I chose Work the World for my elective because while researching for volunteer electives, it has the most comprehensive support system in the place. The house, staff and hospital support were all the main factors that contributed to my decision. The pre-departure support was helpful in that it provided me with a timeline and staff sent me helpful emails to remind me of the deadlines. At the time, I found the information package comprehensive.
The pick-up and orientation were extremely helpful in terms of getting my feet on the ground. The orientation was a fun day skipping around the city and seeing things I would not have found on my own. I found it very tailored to my wants and Uma even took me to get Heena Tattoo!
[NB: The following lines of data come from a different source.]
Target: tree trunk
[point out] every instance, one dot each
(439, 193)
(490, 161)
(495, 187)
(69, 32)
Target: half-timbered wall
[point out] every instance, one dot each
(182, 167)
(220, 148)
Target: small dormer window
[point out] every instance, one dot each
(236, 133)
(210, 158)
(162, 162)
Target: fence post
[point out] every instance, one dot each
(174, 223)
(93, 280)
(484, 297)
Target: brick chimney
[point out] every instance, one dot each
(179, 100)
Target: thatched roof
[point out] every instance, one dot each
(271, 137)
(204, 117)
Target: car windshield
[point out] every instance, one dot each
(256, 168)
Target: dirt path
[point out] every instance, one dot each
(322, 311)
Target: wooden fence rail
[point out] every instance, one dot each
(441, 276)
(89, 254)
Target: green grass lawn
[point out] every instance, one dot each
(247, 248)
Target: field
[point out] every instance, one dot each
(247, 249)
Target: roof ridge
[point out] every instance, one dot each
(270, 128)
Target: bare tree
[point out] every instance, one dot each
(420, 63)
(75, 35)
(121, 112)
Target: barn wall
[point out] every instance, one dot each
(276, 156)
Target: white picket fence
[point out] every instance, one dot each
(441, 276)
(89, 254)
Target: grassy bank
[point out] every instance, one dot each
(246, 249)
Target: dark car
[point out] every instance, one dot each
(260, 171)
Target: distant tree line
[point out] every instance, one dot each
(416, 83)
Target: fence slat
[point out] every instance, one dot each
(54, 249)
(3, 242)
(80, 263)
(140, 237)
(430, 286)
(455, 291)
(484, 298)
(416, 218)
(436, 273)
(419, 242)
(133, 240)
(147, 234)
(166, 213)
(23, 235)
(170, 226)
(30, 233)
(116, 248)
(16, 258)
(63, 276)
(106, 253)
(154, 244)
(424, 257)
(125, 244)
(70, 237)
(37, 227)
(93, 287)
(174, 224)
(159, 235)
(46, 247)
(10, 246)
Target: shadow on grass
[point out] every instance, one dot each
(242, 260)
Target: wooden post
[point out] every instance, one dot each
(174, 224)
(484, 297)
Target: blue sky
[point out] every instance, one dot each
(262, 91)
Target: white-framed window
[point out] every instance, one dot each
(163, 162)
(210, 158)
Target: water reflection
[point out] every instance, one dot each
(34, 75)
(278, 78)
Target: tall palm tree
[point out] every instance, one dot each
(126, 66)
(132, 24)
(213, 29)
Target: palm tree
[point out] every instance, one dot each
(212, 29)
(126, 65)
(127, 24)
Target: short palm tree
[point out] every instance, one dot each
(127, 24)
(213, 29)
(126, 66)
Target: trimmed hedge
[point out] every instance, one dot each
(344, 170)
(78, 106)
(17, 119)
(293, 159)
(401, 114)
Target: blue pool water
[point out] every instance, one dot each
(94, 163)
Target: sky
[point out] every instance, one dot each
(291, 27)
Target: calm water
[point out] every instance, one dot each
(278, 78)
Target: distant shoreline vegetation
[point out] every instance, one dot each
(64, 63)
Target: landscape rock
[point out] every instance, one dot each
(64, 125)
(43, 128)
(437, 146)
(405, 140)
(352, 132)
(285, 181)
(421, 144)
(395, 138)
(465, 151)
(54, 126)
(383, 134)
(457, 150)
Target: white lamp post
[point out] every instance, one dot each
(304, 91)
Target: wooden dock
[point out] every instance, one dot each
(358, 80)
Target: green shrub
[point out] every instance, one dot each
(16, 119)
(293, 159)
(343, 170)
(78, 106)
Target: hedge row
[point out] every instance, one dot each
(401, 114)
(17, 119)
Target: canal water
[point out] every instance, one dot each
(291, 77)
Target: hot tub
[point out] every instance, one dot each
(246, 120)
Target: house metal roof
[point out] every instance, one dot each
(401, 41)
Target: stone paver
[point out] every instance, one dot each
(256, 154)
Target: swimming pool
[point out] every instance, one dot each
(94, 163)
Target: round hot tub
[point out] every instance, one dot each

My placement was in Gastro ward. The differences in hospital care from my home country mostly stem from lack of resources or money. In general ward, there is a very high patient to nurse ratio, so most of the work we might associate with nurses back home is delegated to the family here. While nurses might organize the care or prescription, it is the family’s job to pick it up and administer most of it to the patient. Other things like re-using IV tubing are done to save money for the patients. A few interesting cases I have seen include multiple cases of disseminated TB in non-HIV patients and just the amount of alcoholic liver disease with Cirrhosis of the liver. It is very interesting to see their infection precautions and I even saw a lymph node biopsy done to help diagnose the disseminated Tuberculosis.
The cultural exchange with the staffs is interesting to talk about the differences in care. They like to ask about patient to nurse ratios, schooling, what skills nurses perform overseas and how respected the nursing profession is. It has also been fun to work with student nurses and see how their education in the hospital differs from mine and the amount of responsibilities they have with their patients. The biggest cultural shock for me has been the language barrier and finding my way around the busy street.
Some of my favorite travel activities include the weekend trip to Pokhara and Paragliding. Also it is super fun to go on a night out in Thamel to have dinner and meet local people. I love living in the house with all the medical students. It is great to come home and share your experiences and also to learn about the health care system of other countries.
My advice for other students would be prepared for the language barrier. It is bigger than you might think. Ask as many questions as you can in the hospital. They are happy to let you move around and try things but you have to ask.